Nicola sped out of the train as fast as her black kitten heels could carry her, desperate to find some decent food. But she also saw a familiar figure in the corner of her eye, which stopped her in her tracks. She was wearing a black jumpsuit with a red over-coat. Her black hair was cut much shorter than hers and she wore only flats. It couldn't be. Could it?

"This better be a coincidence" Nicola muttered bitterly. She took a deep breath and decided to see what wee Ruthy was up to.

"Oi, Davidson"

"Nicola! Fancy seeing you here!" Ruth chuckled.

"What brings you here?"

"You"

"Aye??" she said, slightly disturbed. Her? Why all the way here, in England? Why not up in Scotland at her residence or something?

"Aye. You're meeting the Prime Minister later, correct?"

"Aye..."

"Well there's something I need to say to you before you meet with her"

"Well I still have 6 hours or so"

"Yeah well this'll only take a few minutes. Come with me somewhere more...private"

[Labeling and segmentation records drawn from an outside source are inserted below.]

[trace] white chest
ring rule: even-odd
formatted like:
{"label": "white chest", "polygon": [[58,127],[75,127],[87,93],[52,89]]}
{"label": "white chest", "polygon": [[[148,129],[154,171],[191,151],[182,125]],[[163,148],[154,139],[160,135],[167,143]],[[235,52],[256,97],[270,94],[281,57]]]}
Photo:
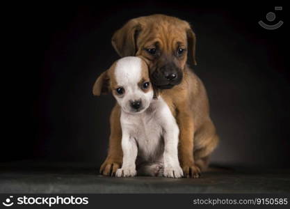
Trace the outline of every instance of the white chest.
{"label": "white chest", "polygon": [[144,112],[128,114],[122,112],[122,131],[136,140],[138,145],[138,160],[140,162],[162,162],[164,151],[163,136],[164,127],[178,128],[168,106],[159,98]]}

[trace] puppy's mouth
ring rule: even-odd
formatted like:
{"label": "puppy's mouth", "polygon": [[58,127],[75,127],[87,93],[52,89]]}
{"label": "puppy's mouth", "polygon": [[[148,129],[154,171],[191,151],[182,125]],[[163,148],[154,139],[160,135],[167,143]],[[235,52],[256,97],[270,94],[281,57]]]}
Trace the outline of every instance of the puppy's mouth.
{"label": "puppy's mouth", "polygon": [[131,109],[130,113],[134,114],[138,114],[143,113],[145,111],[145,109],[144,107],[142,107],[138,109]]}
{"label": "puppy's mouth", "polygon": [[156,86],[157,87],[157,88],[159,88],[159,89],[170,89],[170,88],[172,88],[175,85],[168,84],[159,85],[159,86],[156,85]]}

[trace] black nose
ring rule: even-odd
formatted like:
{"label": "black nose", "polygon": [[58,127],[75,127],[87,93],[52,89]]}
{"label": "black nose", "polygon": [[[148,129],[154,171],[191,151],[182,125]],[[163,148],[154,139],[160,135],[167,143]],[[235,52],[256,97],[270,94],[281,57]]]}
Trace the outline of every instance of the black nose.
{"label": "black nose", "polygon": [[172,81],[176,79],[177,75],[175,73],[171,73],[169,75],[166,75],[165,77],[168,81]]}
{"label": "black nose", "polygon": [[141,107],[142,102],[141,100],[132,101],[130,104],[133,109],[138,109]]}

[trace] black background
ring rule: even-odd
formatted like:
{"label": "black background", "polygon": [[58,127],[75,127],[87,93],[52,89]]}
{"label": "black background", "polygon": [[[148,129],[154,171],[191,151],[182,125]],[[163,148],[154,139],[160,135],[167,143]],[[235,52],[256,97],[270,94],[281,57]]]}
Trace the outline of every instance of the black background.
{"label": "black background", "polygon": [[[189,2],[189,1],[188,1]],[[194,71],[208,91],[220,137],[219,164],[289,167],[287,8],[185,1],[52,3],[3,7],[1,161],[95,162],[106,157],[114,100],[95,98],[97,77],[118,59],[113,32],[154,13],[188,21],[197,36]],[[258,21],[275,12],[278,29]]]}

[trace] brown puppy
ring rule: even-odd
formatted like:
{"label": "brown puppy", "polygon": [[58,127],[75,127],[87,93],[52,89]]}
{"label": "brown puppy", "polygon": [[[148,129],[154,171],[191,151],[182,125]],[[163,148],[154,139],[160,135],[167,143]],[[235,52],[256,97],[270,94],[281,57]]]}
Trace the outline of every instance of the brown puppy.
{"label": "brown puppy", "polygon": [[[117,31],[112,44],[121,56],[142,56],[150,79],[169,105],[180,130],[179,160],[186,177],[198,178],[218,137],[209,117],[206,90],[186,65],[188,54],[194,64],[195,36],[187,22],[163,15],[140,17]],[[113,176],[122,165],[120,110],[111,115],[108,156],[101,173]]]}

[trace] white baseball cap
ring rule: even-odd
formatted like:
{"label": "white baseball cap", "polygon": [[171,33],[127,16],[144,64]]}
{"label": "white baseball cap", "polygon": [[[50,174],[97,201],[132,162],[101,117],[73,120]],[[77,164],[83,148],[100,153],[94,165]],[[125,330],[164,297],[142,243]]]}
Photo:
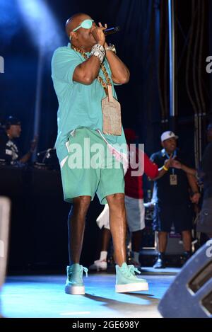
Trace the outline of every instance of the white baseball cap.
{"label": "white baseball cap", "polygon": [[167,132],[164,132],[162,135],[160,136],[161,142],[165,141],[165,139],[168,139],[169,138],[176,138],[177,139],[178,136],[176,136],[173,132],[170,132],[167,130]]}

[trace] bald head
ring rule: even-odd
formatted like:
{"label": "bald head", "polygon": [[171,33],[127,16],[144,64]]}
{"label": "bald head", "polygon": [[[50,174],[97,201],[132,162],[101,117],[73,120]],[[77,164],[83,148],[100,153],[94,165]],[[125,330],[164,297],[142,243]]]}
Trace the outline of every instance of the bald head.
{"label": "bald head", "polygon": [[85,14],[83,13],[78,13],[68,18],[66,23],[66,31],[69,38],[70,37],[71,31],[79,25],[86,18],[90,18],[90,17],[89,15]]}

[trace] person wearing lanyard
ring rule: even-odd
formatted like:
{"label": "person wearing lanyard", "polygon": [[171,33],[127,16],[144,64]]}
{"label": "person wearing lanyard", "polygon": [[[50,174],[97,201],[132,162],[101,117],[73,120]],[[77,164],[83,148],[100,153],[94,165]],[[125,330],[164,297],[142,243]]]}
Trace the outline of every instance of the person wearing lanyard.
{"label": "person wearing lanyard", "polygon": [[[175,231],[181,233],[184,245],[184,261],[191,256],[192,229],[192,203],[198,203],[200,194],[196,178],[180,169],[172,167],[175,159],[187,164],[185,158],[177,149],[178,137],[171,131],[161,135],[163,149],[153,154],[151,159],[159,169],[159,176],[154,179],[156,202],[153,217],[153,229],[158,232],[158,256],[155,268],[165,267],[165,250],[167,234],[174,224]],[[165,159],[170,159],[170,167],[164,166]],[[189,165],[188,165],[189,166]],[[190,190],[190,195],[189,195]],[[191,197],[191,198],[190,198]]]}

"Aye, sure..." Nicola mumbled, noticeably agitated. What the hell did Ruth want from her? Ruth guided them around the train station, to an abandoned alleyway near the entrance.

"Whit?"

"Whit, indeed". And with a swing of a fist, Nicola was knocked out stone cold.

* * *

 

The light stung through Nicola's eyes as she awoke. She groaned heavily. Where was she? What had dodgy Davidson done this time? Nicola had been tied up against a chair in what appeared to be the cabinet room. Her head ached as she recollected what happened.

"Hullo??". Her weary voice echoed throughout the empty room. She then acknowledged her apparent lack of clothes. Somebody had obviously stripped her down to her lingerie - a lacy red bra and black knickers. Nicola knew Ruth was gay but she didn't know that she was into HER! And then, two warm and fully clothed arms wrapped themselves around her waist.

"Hello..." Ruth whispered seductively in her ear "...you look very, nice"

"Let me go, Davidson!" Sturgeon protested.

"Dinnae make me suspend ye from th' ceiling, Sturgeon"

"Whit?! Thes isnae Fifty Shades ay Grey, Ruth! Wa woods ye e'en dae sic' a hin'?"

"I know you're scared but your in England now. Enunciate, Nicola"

"For God sakes, Ruth!". Nicola desperately tried to untangle herself from the ropes that bound her to the chair. She frantically tried to pull herself away from the seat - but it was to no avail. Ruth balanced her head on Nicola's shoulder and chuckled.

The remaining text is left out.